Inhaled medicine is going to kick in quicker, but not be as strong or long-lasting.  Take a hit or two then stop.  See how you feel 15 minutes later.  Some strains are creepers, which means the effect will slowly creep up on you, rather than being immediate.  Here is a link to information on flower as medicine.  Edible medicine is like extended release opiates.  START SMALL.  JUST INCASE YOU DIDN’T SEE THAT, START SMALL.  Edibles can take up to 2 hours before they start taking effect, depending on your metabolism.  If you eat more than your dose, you will be miserable and possibly do something uncharacteristically stupid. For an article on how to use edibles, click here.   Concentrates are what you move up to when the rest doesn’t cut it, and are unchartered territory for me.
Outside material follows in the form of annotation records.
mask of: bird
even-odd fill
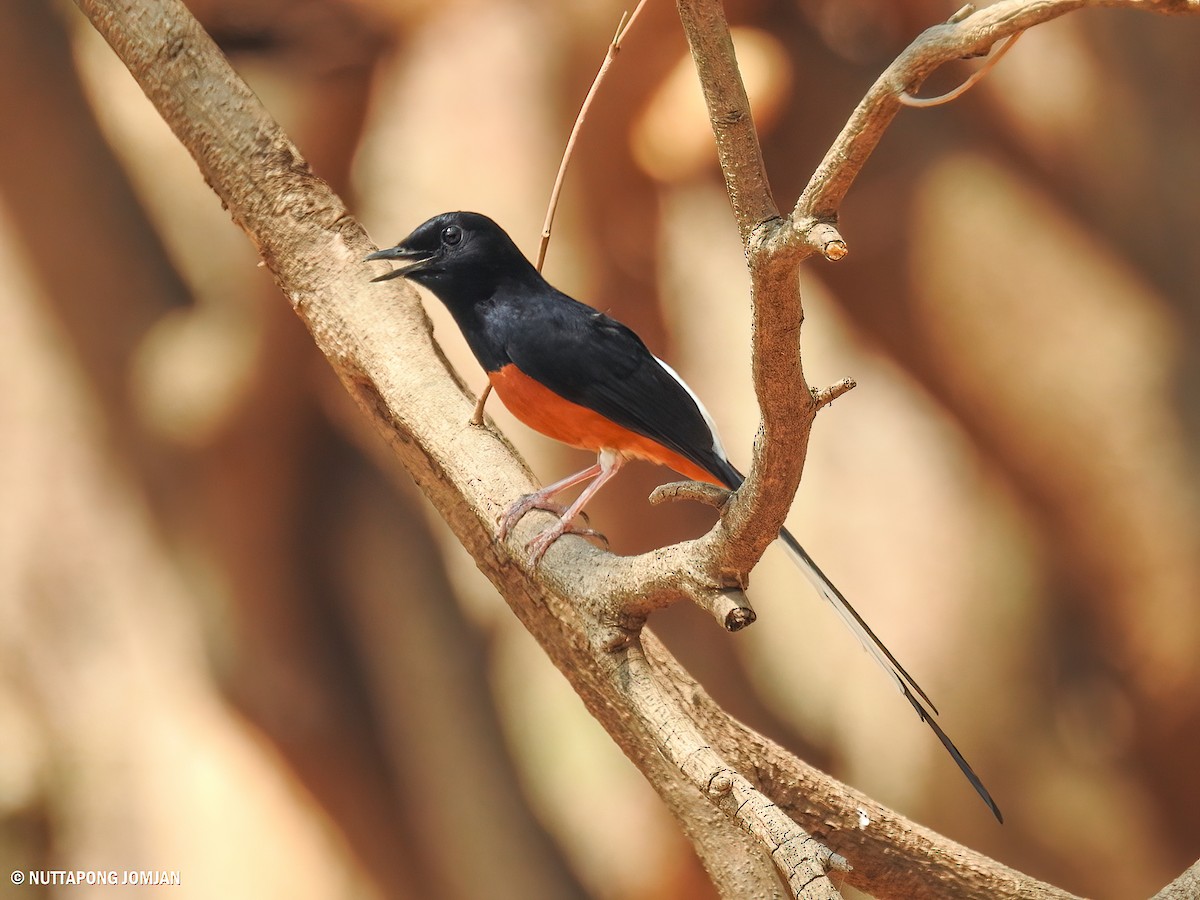
[[[596,454],[594,464],[517,499],[502,516],[503,540],[529,510],[557,515],[557,522],[527,546],[532,565],[562,535],[594,534],[577,520],[629,460],[660,463],[730,491],[745,480],[730,462],[713,416],[683,378],[631,329],[552,287],[487,216],[464,211],[433,216],[364,262],[374,260],[403,265],[372,282],[403,277],[446,306],[493,390],[518,420]],[[553,503],[563,491],[584,482],[569,506]],[[934,718],[937,708],[929,695],[786,528],[779,540],[1003,822],[988,788]]]

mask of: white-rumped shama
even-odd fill
[[[446,305],[493,389],[517,419],[598,455],[594,466],[522,497],[505,512],[502,538],[530,509],[558,515],[558,522],[529,544],[532,562],[563,534],[587,533],[575,527],[575,520],[626,460],[649,460],[731,491],[742,485],[744,479],[730,463],[712,416],[674,370],[625,325],[551,287],[487,216],[444,212],[367,259],[406,263],[372,281],[403,276]],[[584,481],[589,484],[570,506],[552,503],[554,496]],[[937,708],[925,691],[796,538],[784,529],[779,539],[1003,822],[988,788],[934,719]]]

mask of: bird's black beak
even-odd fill
[[[392,269],[390,272],[384,272],[374,278],[376,281],[388,281],[389,278],[398,278],[402,275],[408,275],[425,266],[426,263],[432,262],[438,256],[436,250],[413,250],[406,247],[403,244],[397,244],[395,247],[388,247],[386,250],[377,250],[368,257],[364,258],[364,263],[370,263],[373,259],[398,259],[401,262],[408,263],[408,265],[401,266],[398,269]]]

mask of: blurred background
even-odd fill
[[[727,5],[784,208],[958,5]],[[623,8],[191,6],[378,244],[475,209],[530,256]],[[1008,823],[781,553],[746,632],[653,619],[805,760],[1097,898],[1200,856],[1198,40],[1109,11],[1031,31],[965,98],[900,115],[846,202],[848,258],[803,274],[809,378],[859,386],[817,420],[791,524]],[[178,898],[710,896],[73,6],[0,5],[0,870],[179,870]],[[746,277],[665,0],[586,126],[546,274],[641,331],[749,462]],[[581,466],[488,409],[544,481]],[[646,504],[666,470],[626,473],[593,508],[617,552],[710,523]]]

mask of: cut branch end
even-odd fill
[[[817,409],[827,407],[833,403],[838,397],[840,397],[846,391],[853,390],[858,386],[858,382],[853,378],[842,378],[836,384],[830,384],[828,388],[822,388],[821,390],[812,391],[812,400],[817,404]]]

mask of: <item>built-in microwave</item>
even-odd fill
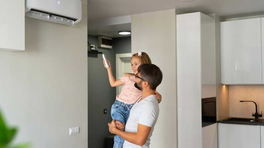
[[[216,123],[216,98],[202,99],[202,127]]]

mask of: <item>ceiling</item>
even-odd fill
[[[88,0],[88,33],[113,37],[124,36],[118,32],[131,30],[131,24],[127,21],[115,24],[96,23],[98,20],[173,9],[178,14],[201,12],[216,13],[222,19],[264,14],[264,0],[182,0],[187,1]]]
[[[264,11],[263,0],[88,0],[89,20],[109,18],[176,9],[220,16]]]

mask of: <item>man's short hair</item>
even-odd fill
[[[152,64],[143,64],[138,68],[141,78],[148,83],[150,88],[156,90],[162,80],[162,72],[159,68]]]

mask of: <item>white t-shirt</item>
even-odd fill
[[[154,126],[159,116],[159,108],[158,100],[154,94],[145,98],[139,102],[139,98],[131,109],[129,117],[126,124],[125,131],[137,132],[138,124],[139,123],[151,127],[146,143],[142,147],[125,140],[123,148],[144,148],[149,147],[150,137],[154,130]]]

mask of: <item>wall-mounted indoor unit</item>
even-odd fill
[[[98,36],[98,48],[111,49],[112,45],[111,38],[101,36]]]
[[[80,0],[26,0],[29,17],[75,26],[82,20]]]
Signs to watch for – Be mindful of your body.  Cannabinoids affect everyone differently.  If you feel your heart racing a bit, go more indica.  You may need more CBD or other cannabinoids like CBN.  If you feel too drowsy, maybe head towards the sativa side.  Know you seriously do want to have CBD in your life.  autoimmune arthritis does its damage via inflammation.  CBD is anti-inflammatory.  Your THC can be adjusted based on your needs, so be mindful of the general make up of each plant.

Don’t do cannabis alone the first time.  It is easier with someone there to reassure you and make sure you don’t go nuts and eat a 100mg edible on your first go.  Once you know what to expect – no problem.  If you ever question your health or are with someone who is disoriented, please take them or go to the hospital.  Most people seem to be heeding the warnings of budtenders and labels, but a few have not and had fatal accidents as a result.  While you cannot die from a THC overdose shutting down your body, it can disorient you enough that you do something absolutely insane like jump off a balcony or shoot themselves.  Both of those have happened here, and I can only think these poor guys would never have done that otherwise.  Unfortunately, the budtenders are meticulous in talking to tourists about dosing and the packages are labeled.  Heed the warnings please.

Hopefully this, and the links within will help you decide if this is the right path for you, then help guide and inspire you.